There is no legal requirement for a bank to allow a homeowner to surrender their real estate through this process. Homeowners interested in executing a deed in lieu of foreclosure are required to apply for this remedy directly with the bank and present hardship circumstances. A deed in lieu of foreclosure request might not be accepted by the bank, especially for a homeowner who can financially afford to make their mortgage payments. Often, the assistance of a good attorney can be the difference in the bank accepting this proposal or not.

The following are Frequently Asked Questions about Deed in lieu of foreclosure.

When a homeowner has been approved by a lender deed in lieu of foreclosure, how much time does the homeowner have to complete the process?
A deed in lieu of foreclosure must be completed within 90 days of initiation of the process.

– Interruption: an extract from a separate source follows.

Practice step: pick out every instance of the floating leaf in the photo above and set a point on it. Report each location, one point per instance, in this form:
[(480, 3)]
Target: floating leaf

How does a deed in lieu of foreclosure affect my credit?
A deed in lieu of foreclosure will appear as a foreclosure on credit.

If I am in foreclosure, will the bank accept a deed in lieu of foreclosure instead?
Maybe. It is the bank’s discretion whether they will accept deed in lieu of foreclosure instead of traditional foreclosure.

Does HUD allow $2,000 to pay off second liens when determining if a homeowner is eligible for a deed in lieu of foreclosure?
Yes, effective with Bank Letter 2002-13, HUD increased the deed in lieu of foreclosure consideration to not to exceed $2,000. Therefore, with the homeowner’s consent, this consideration may be utilized to pay off junior liens to clear the title as stated in Bank Letter 2000-05.